Violin prices vary a lot; many cheap instruments come in a set with a bow, but you should check whether this is true for the one your are interested in. You will probably also want to budget for a case and a shoulder rest.

Even if you can't afford lessons, it's always good to get a bit of help from an experienced player just to start you off, check that there's nothing wrong with the instrument you're considering purchasing, and so on.

I've spoken only about violin as I've never played cello. However, from a purely personal point of view, I think the cello could be a more satisfying instrument to play solo due to its deeper register and richer sound.


I strongly suggest picking up a Suzuki book and CD. The Suzuki Method is based of the idea that if children can hear words and imitate them, then they can hear music and imitate it. I learned violin on Suzuki, and while I was blessed enough to have a teacher, I think that if any method would work for learning without a teacher, it would be Suzuki. The CD has all the music in the book on it and you just listen and listen and listen and try to imitate the sounds in the book. I believe that some editions of book one have basic instructions on how to hold the instrument properly and put your fingers in the right spot. I can't promise success, but I strongly believe that if you must go without a teacher, Suzuki is the way to go.
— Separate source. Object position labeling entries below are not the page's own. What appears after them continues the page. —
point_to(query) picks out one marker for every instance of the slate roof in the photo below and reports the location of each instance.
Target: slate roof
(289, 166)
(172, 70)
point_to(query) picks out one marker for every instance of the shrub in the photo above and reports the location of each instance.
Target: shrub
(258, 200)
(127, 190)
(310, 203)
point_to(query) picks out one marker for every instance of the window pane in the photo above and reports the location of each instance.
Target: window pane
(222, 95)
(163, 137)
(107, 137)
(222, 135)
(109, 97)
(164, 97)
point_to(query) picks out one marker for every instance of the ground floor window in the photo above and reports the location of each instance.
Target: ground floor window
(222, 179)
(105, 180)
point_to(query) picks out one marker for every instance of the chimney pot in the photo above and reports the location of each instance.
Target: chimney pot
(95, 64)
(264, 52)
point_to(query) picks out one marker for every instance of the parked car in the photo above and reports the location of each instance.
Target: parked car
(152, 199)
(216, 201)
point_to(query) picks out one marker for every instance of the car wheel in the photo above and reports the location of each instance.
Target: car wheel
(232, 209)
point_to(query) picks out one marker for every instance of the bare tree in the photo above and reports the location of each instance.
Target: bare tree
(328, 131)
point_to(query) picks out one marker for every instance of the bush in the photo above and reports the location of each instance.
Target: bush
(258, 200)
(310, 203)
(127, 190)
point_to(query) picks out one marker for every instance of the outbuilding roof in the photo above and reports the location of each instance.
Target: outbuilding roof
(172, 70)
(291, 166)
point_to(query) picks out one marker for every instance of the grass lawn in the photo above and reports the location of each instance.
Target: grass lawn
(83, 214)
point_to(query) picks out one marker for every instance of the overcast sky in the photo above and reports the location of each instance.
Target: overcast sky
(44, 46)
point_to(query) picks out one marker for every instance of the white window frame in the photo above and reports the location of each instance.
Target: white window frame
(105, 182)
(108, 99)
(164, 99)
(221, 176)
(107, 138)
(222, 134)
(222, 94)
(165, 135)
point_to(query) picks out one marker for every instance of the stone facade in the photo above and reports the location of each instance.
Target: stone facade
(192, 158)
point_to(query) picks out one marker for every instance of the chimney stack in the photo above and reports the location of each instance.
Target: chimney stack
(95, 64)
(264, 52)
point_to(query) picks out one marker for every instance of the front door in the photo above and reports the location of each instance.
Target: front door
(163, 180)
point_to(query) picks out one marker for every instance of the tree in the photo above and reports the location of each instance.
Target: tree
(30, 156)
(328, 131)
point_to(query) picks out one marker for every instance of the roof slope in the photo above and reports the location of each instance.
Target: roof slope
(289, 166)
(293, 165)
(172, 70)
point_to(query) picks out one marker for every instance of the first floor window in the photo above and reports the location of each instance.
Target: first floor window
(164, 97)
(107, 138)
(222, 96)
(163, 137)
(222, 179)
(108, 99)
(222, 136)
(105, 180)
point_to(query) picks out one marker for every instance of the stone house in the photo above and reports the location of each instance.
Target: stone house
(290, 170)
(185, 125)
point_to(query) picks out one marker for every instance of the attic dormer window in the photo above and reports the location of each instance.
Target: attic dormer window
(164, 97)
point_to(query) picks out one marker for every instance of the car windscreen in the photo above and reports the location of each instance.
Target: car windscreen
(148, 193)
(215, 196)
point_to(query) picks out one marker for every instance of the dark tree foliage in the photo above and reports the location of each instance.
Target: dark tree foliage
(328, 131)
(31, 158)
BTW, the violin is my personal favorite, because it's easy to tote wherever you go, but the cello is a beautiful instrument. Yes, I do believe violins are usually cheaper. With cello, however, you must learn base clef as well as treble clef, which is just one more thing to consider with the cello. Violin is probably a more likely choice for your situation.


I think that there is a possibility you could hurt yourself playing the violin a lot without a teacher. I know if I play with a bad position, I get back/neck/arm pain and lately I've been having issues where I pull muscles in both arms and I think it's from an issue in my playing position. How you hold the violin is not an exact science and has to be adjusted for each person, but it's also incredibly difficult to figure out and most people spend basically their entire life still trying to find a way that works. And it changes over time as your body changes.
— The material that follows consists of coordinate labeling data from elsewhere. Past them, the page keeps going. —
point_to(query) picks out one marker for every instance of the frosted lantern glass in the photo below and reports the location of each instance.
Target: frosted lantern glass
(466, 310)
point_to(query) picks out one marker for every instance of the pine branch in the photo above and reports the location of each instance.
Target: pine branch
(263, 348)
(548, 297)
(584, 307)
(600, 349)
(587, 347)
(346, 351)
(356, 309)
I don't play cello, but talking to my friends that do it sounds like playing cello is a lot less painful than playing violin. One big problem while playing violin is that in order to hold the violin either entirely with your jaw (not really your chin, the side of your jaw) or balanced between your jaw and your left hand, you are likely to squeeze with your left shoulder. This causes tension in your arm which can lead to pain. I know it's sill possible to have issues with cello though, since a girl in my orchestra had to wear wrist braces for most of last semester and couldn't play.
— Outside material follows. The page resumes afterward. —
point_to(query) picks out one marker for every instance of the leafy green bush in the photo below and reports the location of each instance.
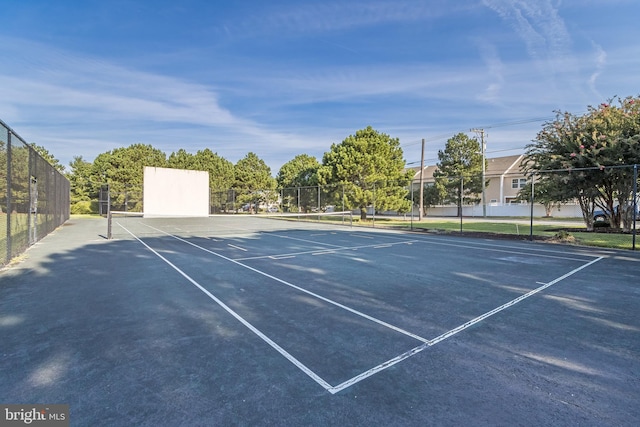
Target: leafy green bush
(84, 207)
About buying a violin, I think it is very discouraging to play a cheap instrument because it will never really sound good. When I was in high school I got my first nicer violin for $2,000 and while it was quieter than most violins it allowed me to play much better than on my other one, which was originally $800 but was so badly made and warped we sold it for only $100 for parts.

But if you just want to play for fun and don't care how you sound, then by all means go for a cheap violin/bow/case combo or something. Maybe get a friend who plays violin to play a few notes on it first so you can see how it sounds. If you have a friend who plays violin that would really help you out.

About the practice mute - I have one and I think it mutes to about the level of someone talking or singing softly. Once I was playing in the hallway with a practice mute on and my friend said she thought I was playing a recording on my phone. But it's good to have. Most people do not like listening to a beginner practice the violin but I hope you have some supportive people living with you. Maybe practice when they're out of the house.

About lessons: my sister had violin lessons from age 4 to about 11 and while she no longer practices violin, she can pick it up and play things from ear if she feels like it. Since you would learn faster than a 4 year old you might be able to take lessons for like a year and then just learn music on your own.